MR F: I am in this Court not disputing those facts, I am just disputing the way that the court dealt with those facts. I have said that there are certain principles that the statute says must be considered. They were not considered. I have said that this is one of general application, the process of making a decision for every family law - - -
McHUGH J: Yes, but we do not sit here to decide abstract questions and if a question is on the periphery of a case or it is not central to the determination, then, even if it was of quite fundamental importance generally, we would not take the case on. Now, your time has expired for some time. Now, would you like to say anything in conclusion? I understand how distressed you are at these orders being varied and that you are dissatisfied with judgments below, but, having read the matter carefully and as sympathetically as I can from your point of view, there just does not seem to me any special leave grounds in the particular case, doctor.

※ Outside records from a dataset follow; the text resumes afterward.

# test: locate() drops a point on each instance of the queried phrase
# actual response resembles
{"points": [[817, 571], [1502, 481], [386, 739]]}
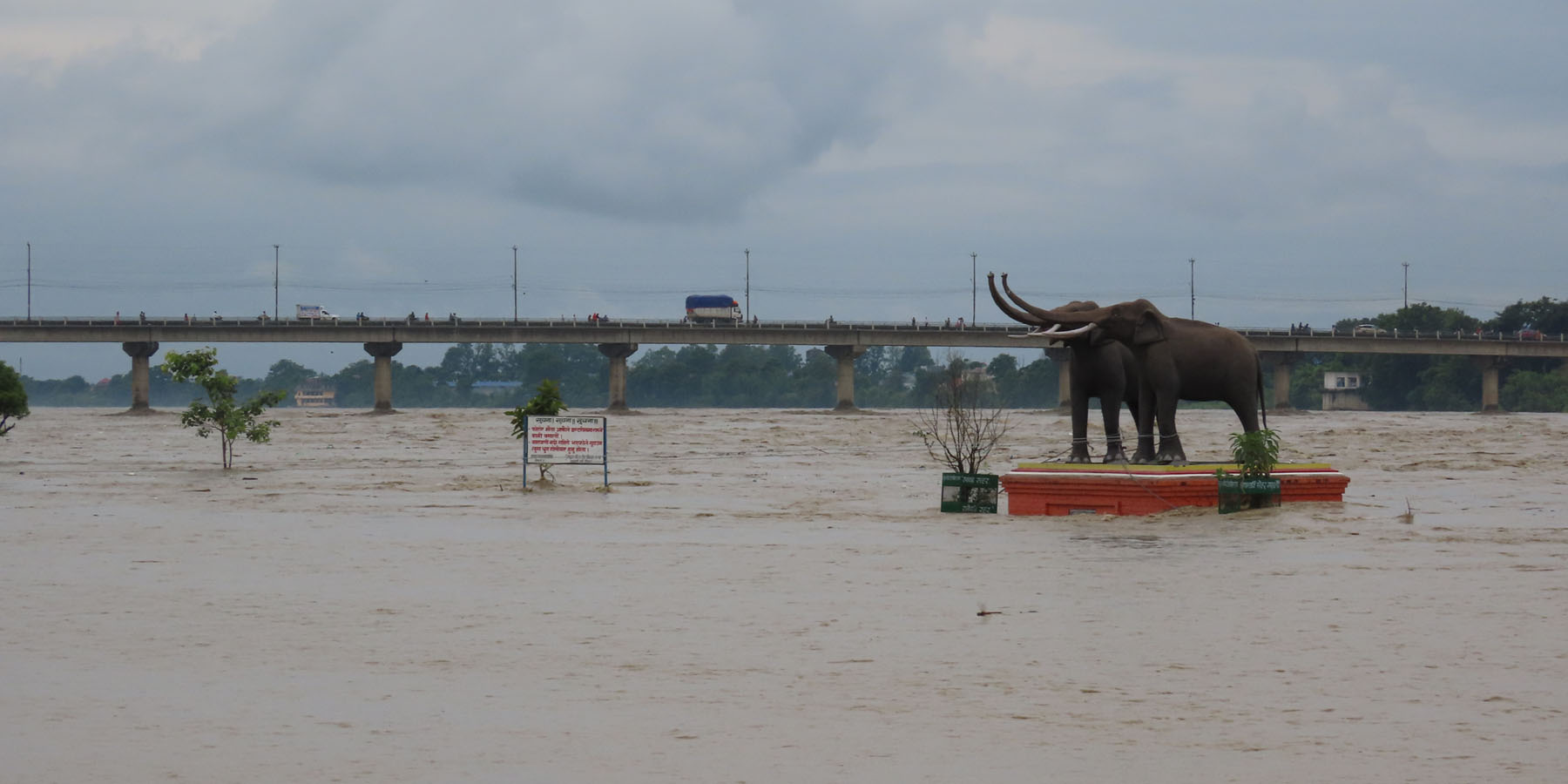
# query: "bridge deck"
{"points": [[109, 329]]}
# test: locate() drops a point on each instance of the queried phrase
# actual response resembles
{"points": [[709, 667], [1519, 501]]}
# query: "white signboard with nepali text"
{"points": [[574, 441]]}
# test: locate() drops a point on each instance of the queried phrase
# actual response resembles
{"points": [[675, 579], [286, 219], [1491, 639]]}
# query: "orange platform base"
{"points": [[1064, 488]]}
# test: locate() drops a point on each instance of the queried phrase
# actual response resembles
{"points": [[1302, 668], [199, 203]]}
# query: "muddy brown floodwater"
{"points": [[768, 596]]}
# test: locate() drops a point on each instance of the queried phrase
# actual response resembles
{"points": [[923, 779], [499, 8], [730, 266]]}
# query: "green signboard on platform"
{"points": [[970, 493], [1238, 493]]}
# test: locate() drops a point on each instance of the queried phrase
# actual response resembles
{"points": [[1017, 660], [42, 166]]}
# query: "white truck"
{"points": [[313, 313]]}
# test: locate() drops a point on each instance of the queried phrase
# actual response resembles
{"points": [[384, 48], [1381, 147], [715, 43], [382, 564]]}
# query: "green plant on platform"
{"points": [[13, 399], [546, 403], [1256, 454], [229, 419]]}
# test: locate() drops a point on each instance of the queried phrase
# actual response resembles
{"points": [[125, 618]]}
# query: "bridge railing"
{"points": [[668, 323]]}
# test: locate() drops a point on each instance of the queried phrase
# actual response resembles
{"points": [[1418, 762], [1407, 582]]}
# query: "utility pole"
{"points": [[974, 266], [1192, 290]]}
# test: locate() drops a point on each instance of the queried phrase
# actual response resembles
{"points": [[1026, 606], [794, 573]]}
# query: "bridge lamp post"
{"points": [[974, 267]]}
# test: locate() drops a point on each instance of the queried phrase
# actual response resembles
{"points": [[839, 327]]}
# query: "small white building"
{"points": [[1342, 391]]}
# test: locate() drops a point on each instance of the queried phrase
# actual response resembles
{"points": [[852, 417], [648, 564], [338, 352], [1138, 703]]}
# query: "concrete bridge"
{"points": [[618, 339]]}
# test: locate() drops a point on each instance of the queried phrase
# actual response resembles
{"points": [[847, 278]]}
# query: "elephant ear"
{"points": [[1150, 328]]}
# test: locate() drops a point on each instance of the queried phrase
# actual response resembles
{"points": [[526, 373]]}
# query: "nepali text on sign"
{"points": [[564, 439]]}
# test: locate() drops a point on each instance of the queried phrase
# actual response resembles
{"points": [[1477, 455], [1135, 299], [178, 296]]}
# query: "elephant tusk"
{"points": [[1071, 333], [1056, 333]]}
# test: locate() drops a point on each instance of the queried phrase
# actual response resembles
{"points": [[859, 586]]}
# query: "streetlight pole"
{"points": [[1192, 289], [974, 267]]}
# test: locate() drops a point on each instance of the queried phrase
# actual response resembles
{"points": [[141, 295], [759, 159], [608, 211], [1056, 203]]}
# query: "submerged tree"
{"points": [[962, 425], [229, 419], [13, 399], [546, 403]]}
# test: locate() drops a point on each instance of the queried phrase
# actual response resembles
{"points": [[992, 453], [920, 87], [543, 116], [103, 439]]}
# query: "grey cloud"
{"points": [[613, 109]]}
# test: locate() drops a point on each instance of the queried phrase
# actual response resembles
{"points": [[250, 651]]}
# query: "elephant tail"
{"points": [[1262, 407]]}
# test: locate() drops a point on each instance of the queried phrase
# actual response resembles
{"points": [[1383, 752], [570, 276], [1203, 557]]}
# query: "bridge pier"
{"points": [[618, 353], [1490, 368], [1283, 364], [846, 386], [383, 378], [140, 353]]}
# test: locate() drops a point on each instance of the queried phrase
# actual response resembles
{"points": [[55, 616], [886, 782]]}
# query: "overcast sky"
{"points": [[154, 152]]}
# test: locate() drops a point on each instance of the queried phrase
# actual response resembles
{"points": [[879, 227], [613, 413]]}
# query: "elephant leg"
{"points": [[1144, 415], [1079, 395], [1079, 452], [1170, 452], [1111, 411], [1246, 411]]}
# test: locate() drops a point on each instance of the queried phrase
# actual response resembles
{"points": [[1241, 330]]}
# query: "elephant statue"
{"points": [[1178, 360], [1098, 366]]}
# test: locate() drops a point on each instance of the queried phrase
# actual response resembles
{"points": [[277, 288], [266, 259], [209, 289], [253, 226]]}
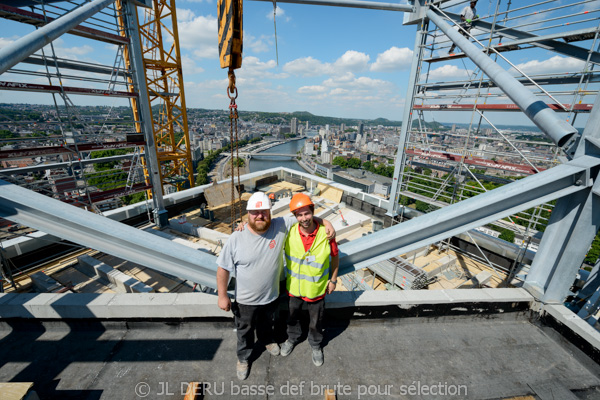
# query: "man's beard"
{"points": [[306, 224], [260, 226]]}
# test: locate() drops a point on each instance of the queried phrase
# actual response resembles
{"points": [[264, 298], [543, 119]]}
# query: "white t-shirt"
{"points": [[258, 260]]}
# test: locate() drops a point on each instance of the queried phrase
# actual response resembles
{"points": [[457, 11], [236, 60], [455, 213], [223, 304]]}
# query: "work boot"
{"points": [[242, 370], [317, 357], [286, 348], [273, 349]]}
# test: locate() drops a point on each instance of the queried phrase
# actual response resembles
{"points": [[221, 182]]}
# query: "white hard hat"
{"points": [[259, 201]]}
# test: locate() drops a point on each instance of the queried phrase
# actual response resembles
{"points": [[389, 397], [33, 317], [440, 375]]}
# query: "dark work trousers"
{"points": [[259, 318], [315, 326]]}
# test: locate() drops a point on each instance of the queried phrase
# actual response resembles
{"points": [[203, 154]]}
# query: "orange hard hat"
{"points": [[300, 200]]}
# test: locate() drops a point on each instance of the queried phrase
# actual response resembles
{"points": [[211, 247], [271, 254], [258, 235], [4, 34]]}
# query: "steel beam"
{"points": [[547, 80], [77, 66], [540, 114], [34, 87], [145, 113], [547, 41], [372, 5], [27, 45], [28, 17], [43, 167], [415, 70], [574, 223], [591, 294], [91, 230], [64, 149], [485, 208]]}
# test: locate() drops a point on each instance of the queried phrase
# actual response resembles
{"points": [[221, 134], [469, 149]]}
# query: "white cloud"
{"points": [[447, 72], [554, 64], [254, 67], [393, 59], [198, 34], [306, 66], [257, 45], [339, 91], [352, 61], [349, 81], [189, 66], [280, 15]]}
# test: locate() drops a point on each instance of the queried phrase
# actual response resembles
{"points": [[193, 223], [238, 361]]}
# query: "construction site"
{"points": [[103, 299]]}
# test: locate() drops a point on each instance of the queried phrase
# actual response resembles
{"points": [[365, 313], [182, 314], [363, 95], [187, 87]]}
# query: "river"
{"points": [[289, 147]]}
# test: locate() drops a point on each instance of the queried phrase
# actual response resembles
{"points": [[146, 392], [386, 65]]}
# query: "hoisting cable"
{"points": [[233, 140], [230, 56], [275, 27]]}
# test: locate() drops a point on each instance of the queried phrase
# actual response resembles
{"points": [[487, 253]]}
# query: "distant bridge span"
{"points": [[253, 154]]}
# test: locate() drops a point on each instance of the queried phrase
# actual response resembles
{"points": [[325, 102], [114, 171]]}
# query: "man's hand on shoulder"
{"points": [[329, 229], [224, 303]]}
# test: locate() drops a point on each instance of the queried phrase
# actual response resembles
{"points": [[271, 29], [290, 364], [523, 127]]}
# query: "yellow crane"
{"points": [[161, 55]]}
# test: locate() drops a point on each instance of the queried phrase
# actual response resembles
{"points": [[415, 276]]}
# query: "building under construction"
{"points": [[102, 300]]}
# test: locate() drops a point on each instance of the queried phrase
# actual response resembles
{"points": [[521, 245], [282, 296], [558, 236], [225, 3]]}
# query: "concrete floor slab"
{"points": [[466, 357]]}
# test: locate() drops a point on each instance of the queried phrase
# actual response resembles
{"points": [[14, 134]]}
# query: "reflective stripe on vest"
{"points": [[307, 278]]}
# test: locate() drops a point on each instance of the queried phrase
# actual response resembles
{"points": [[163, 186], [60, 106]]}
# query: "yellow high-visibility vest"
{"points": [[307, 272]]}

MR F: All I can say is the grounds, I think, are of general interest to the administration of justice, the court in this decision saying it now has the right to arbitrarily limit cross-examination, irrespective of the material, to make a decision in regards to cross-examination time limits without reviewing the material before making that decision and also in its interpretation of the Family Law Act where it says you "must consider", deciding that if it does consider, it does not need to give the reasons for the decision or even mention that that consideration be given. In such, the issues as regards the administration of justice, beyond just this case, the rules which I have given, the test in the family law in that issue that they are bigger than just any facts that I am presenting, they are issues of how the family law does business and that there - - -
McHUGH J: But, you see, even on the question about what you call the arbitrary time limits, part of the problem is, if you had said, "Look I want to cross-examine her about A, B, C and D" to the judge, and she had refused you after giving you an opportunity to explain in more detail what it was you wanted to put, then we would have something quite concrete. It may be in that situation we might grant special leave to appeal, but that is not this case. Even before the Court of Appeal, you did not seem to be able to identify quite exactly what you wanted to ask about.
MR F: Well, I think that phrase in the Full Court's judgment is ambiguous in the sense that it says I could not identify exactly which. I did list things I was going to cross-examine and what I said was I cannot tell which other ones because things were coming up in the cross-examination. One of the central findings of her Honour occurred in the cross-examination of the court counsellor. She produced evidence that was not in her report and then, within one page, she stopped cross-examination.
McHUGH J: Yes. Doctor, I think you have been given as much time as almost any litigant has ever been given in special leave. I think you are well beyond your time and I will have to ask you to sit down. Thank you for your submissions.
The Court has considered the written and oral submissions of the applicant in this matter but is not persuaded, having regard to the facts and circumstances of the case, that there is any feature which warrants the grants of special leave to appeal. Accordingly, the application for special leave to appeal is dismissed.